Manage pod storage on Kubernetes clusters
Although most applications you intend to deploy to AKS on Azure Stack HCI are stateless, Contoso developers identified a few stateful workloads that they are planning to containerize. To accommodate this requirement, you need to explore the support for preserving state of running pods by relying on Kubernetes persistent volumes.
Implement persistent volumes for AKS on Azure Stack HCI
By default, individual pods operate as stateless resources. If a pod that is part of a deployment fails for some reason, Kubernetes scheduler automatically creates a new one that provides the matching functionality, ensuring that the containerized application remains available. However, without additional provisions for preserving state, any data that the failed pod might have been working on is lost.
There are scenarios in which pods must be able to persist and share their data and state. In these scenarios, you can use persistent volumes, which are cluster resources that allow for storing data of containerized workloads beyond the lifespan of individual pods.
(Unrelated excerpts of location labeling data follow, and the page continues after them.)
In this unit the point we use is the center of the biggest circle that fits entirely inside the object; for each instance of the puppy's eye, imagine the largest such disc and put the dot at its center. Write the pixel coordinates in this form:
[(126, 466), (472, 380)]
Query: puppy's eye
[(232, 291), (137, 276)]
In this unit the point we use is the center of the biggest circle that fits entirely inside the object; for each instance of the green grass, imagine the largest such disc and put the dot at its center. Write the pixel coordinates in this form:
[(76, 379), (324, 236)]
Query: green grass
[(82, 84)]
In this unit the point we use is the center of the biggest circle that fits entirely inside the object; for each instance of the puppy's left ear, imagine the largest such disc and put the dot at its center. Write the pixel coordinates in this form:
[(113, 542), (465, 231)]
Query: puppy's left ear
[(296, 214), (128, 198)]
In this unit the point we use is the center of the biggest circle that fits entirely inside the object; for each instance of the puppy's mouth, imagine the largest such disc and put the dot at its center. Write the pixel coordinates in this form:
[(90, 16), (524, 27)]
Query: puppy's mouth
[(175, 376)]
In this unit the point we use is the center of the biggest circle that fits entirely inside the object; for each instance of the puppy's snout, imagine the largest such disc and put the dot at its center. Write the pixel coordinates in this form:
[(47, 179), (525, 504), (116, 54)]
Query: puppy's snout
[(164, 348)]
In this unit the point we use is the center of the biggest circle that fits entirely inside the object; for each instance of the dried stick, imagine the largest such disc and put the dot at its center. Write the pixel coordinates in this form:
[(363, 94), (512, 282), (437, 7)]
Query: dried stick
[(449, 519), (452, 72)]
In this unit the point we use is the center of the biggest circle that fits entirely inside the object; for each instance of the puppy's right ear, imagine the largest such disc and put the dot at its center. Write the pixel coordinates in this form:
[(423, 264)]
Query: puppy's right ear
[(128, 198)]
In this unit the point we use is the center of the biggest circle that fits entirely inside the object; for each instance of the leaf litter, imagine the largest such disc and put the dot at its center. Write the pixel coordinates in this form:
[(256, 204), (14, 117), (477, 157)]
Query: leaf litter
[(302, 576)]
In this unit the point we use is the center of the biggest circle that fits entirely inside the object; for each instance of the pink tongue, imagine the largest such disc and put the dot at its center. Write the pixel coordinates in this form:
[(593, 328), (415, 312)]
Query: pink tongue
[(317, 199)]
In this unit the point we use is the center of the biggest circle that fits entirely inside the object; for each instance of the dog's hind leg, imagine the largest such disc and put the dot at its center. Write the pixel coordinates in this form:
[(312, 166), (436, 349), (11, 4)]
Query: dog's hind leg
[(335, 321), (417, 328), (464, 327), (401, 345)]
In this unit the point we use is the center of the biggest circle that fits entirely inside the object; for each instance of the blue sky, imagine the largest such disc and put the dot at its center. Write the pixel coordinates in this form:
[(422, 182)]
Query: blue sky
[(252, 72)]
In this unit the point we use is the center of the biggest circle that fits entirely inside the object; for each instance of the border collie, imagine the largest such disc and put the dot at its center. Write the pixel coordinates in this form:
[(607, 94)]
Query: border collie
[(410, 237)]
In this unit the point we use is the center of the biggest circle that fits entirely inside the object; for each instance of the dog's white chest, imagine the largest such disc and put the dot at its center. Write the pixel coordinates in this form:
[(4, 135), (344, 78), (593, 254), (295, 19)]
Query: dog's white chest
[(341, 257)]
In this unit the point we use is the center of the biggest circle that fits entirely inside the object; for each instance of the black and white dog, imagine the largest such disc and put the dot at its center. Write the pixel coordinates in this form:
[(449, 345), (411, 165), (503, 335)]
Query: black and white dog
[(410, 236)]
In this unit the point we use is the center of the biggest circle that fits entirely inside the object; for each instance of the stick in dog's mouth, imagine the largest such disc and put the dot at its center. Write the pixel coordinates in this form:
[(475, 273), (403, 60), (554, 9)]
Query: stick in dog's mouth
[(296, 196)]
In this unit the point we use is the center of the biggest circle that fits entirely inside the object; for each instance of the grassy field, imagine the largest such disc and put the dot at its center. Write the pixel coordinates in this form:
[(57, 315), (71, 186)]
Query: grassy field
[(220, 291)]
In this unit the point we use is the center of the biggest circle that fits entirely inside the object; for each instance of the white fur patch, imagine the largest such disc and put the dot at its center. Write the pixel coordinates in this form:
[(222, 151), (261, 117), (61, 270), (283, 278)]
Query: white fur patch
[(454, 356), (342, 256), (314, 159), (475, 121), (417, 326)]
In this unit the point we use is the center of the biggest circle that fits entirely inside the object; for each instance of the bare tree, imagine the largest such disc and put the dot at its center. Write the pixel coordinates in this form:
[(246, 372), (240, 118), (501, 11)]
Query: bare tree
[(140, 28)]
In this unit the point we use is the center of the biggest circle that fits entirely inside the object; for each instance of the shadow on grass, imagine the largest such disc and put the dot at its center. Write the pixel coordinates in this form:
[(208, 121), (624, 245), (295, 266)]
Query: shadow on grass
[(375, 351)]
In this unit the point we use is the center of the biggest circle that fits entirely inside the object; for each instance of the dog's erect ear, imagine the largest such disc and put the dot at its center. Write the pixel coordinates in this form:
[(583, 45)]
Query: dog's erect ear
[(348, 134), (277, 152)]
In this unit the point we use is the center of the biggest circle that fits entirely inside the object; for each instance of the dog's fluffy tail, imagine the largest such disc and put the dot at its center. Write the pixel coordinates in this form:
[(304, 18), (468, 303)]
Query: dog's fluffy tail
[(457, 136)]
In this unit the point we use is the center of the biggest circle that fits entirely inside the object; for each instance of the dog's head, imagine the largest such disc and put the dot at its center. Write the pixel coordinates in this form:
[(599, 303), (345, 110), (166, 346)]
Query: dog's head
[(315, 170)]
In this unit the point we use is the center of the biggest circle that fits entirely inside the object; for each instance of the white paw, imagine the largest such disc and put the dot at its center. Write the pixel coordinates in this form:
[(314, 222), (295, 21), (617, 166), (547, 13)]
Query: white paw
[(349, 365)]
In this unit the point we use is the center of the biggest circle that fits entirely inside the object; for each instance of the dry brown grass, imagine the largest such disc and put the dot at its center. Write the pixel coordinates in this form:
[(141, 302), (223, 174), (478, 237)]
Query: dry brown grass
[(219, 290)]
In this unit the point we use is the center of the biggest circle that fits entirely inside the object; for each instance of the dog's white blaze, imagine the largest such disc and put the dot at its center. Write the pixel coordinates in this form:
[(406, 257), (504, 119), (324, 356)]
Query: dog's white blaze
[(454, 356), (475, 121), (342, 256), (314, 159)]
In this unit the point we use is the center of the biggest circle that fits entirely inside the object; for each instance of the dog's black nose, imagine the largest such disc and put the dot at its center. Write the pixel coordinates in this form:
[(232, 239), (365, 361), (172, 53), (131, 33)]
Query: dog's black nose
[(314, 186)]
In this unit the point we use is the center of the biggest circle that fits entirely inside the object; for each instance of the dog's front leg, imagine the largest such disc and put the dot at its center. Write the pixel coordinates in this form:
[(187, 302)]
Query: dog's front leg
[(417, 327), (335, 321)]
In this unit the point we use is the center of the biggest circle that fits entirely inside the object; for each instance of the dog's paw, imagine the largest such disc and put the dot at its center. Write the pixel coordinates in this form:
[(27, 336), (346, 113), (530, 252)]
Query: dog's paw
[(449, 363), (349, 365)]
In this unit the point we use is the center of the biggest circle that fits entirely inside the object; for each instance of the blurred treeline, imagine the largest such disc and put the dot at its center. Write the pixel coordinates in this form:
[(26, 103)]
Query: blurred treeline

To implement a volume in a Kubernetes cluster, you need to define a persistent volume claim for a specific storage class. A storage class represents the characteristics of the underlying storage, such as performance or support for shared access. Persistent volume claim includes information about the required access mode and volume size. Kubernetes API server uses the persistent volume claim definition to dynamically provision a suitable storage volume whenever required by deployed pods.
Note
AKS on Azure Stack HCI offers the default storage class, which implements VHDX-based disks.
Define storage requirements of deployed pods by including persistent volume specifications in the corresponding manifest files. Besides triggering dynamic provisioning, this also automatically mounts the volume within the pods.
For example, the following manifest defines a persistent volume claim for a 100 GB non-shared disk that uses the default storage class.
apiVersion: v1
kind: PersistentVolumeClaim
metadata:
name: pvc-akshci
spec:
accessModes:
- ReadWriteOnce
resources:
requests:
storage: 100Gi
To implement this persistent volume claim, you can store this manifest as a YAML file and run the kubectl command line utility to create the corresponding resource (where the pvc_definition.yaml
represents the YAML file):
kubectl create -f pvc_definition.yaml
To define a corresponding persistent volume for a pod, you could use the following manifest:
kind: Pod
apiVersion: v1
metadata:
name: win-appserver
spec:
containers:
- name: win-appserver
image: mcr.microsoft.com/windows/servercore/iis:windowsservercore-ltsc2019
volumeMounts:
- name: akshciscsi
mountPath: "/mnt/akshciscsi"
volumes:
- name: akshciscsi
persistentVolumeClaim:
claimName: pvc-akshci
nodeSelector:
kubernetes.io/os: windows
To implement this persistent volume also, you can store the pod manifest as a YAML file and run the kubectl command line utility to provision the volume and mount it (where the pv_definition.yaml
represents the YAML file):
kubectl create -f pv_definition.yaml
The resulting pod will have a volume of 100 GB in size mounted within the file system path designated by the value of the mountPath
element.
To delete the persistent volume claim, you need to first delete any pods and deployments that are currently using it. At that point, to complete the task, you can use the kubectl delete PersistentVolumeClaim
command, followed by the name of the persistent volume claim.